Question

The vertex of the parabola $$x^{2}=8y-1$$
(A). $$\left( \dfrac{-1}{8} ,0\right) $$
(B). $$\left( \dfrac{1}{8} ,0\right) $$
(C). $$\left( 0,\dfrac{1}{8} \right) $$
(D). $$\left( 0,\dfrac{-1}{8} \right) $$

Answer 1

Hint: In this question it is given that we have to find the coordinate of the vertex of the parabola $$x^{2}=8y-1$$. So to find the vertex of a parabola we need to know about the basic characteristics of a parabola, i.e, if any equation of a parabola is given like $$\left( x-h\right)^{2} =4a\left( y-k\right) $$ then the coordinate of vertex is (h, k), so by using this concept we can easily find the vertex of the given parabola.

Complete step-by-step solution:
The given equation of parabola is $$x^{2}=8y-1$$ .
So the above equation also can be rearrange as,
 $$x^{2}=8y-1$$
$$\Rightarrow x^{2}=8\left( y-\dfrac{1}{8} \right) $$ [taking 8 common]
$$\Rightarrow \left( x-0\right)^{2} =8\left( y-\dfrac{1}{8} \right) $$
$$\Rightarrow \left( x-0\right)^{2} =4\times 2\left( y-\dfrac{1}{8} \right) $$.........(1)
Now comparing the above equation (1) with $$\left( x-h\right)^{2} =4a\left( y-k\right) $$, we can write,
$$h=0,\ k=\dfrac{1}{8} ,\ a=2$$
And as we know that the vertex of any parabola $$\left( x-h\right)^{2} =4a\left( y-k\right) $$ is (h,k) then we can say that the vertex of the given parabola is $$\left( 0,\dfrac{1}{8} \right) $$
Hence the correct option is option C.

Note: While solving any parabola related problem you need to know that the point at which the axis intersects the parabola is called the vertex of the parabola.

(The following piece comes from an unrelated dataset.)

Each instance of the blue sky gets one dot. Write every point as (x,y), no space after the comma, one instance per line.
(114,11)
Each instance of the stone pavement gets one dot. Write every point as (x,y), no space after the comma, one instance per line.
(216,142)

Also the given parabola is in the form of $$\left( x-h\right)^{2} =\pm 4a\left( y-k\right) $$, and if any equation is in this form then its vertex is always parallel to y-axis, and depending upon the sign the the parabola opens, like if $$\left( x-h\right)^{2} =4a\left( y-k\right) $$ then it opens to the upward direction and if $$\left( x-h\right)^{2} =-4a\left( y-k\right) $$ then the parabola opens down. But in this case the given parabola opens in the upward side i.e, in the positive direction of the y-axis.
And if the equation is in the form of $$\left( y-k\right)^{2} =\pm 4a\left( x-h\right) $$ the the vertex of the parabola is x axis and similarly the by the sign the parabola opens either right side(+ve x-axis) or left side(-ve x-axis).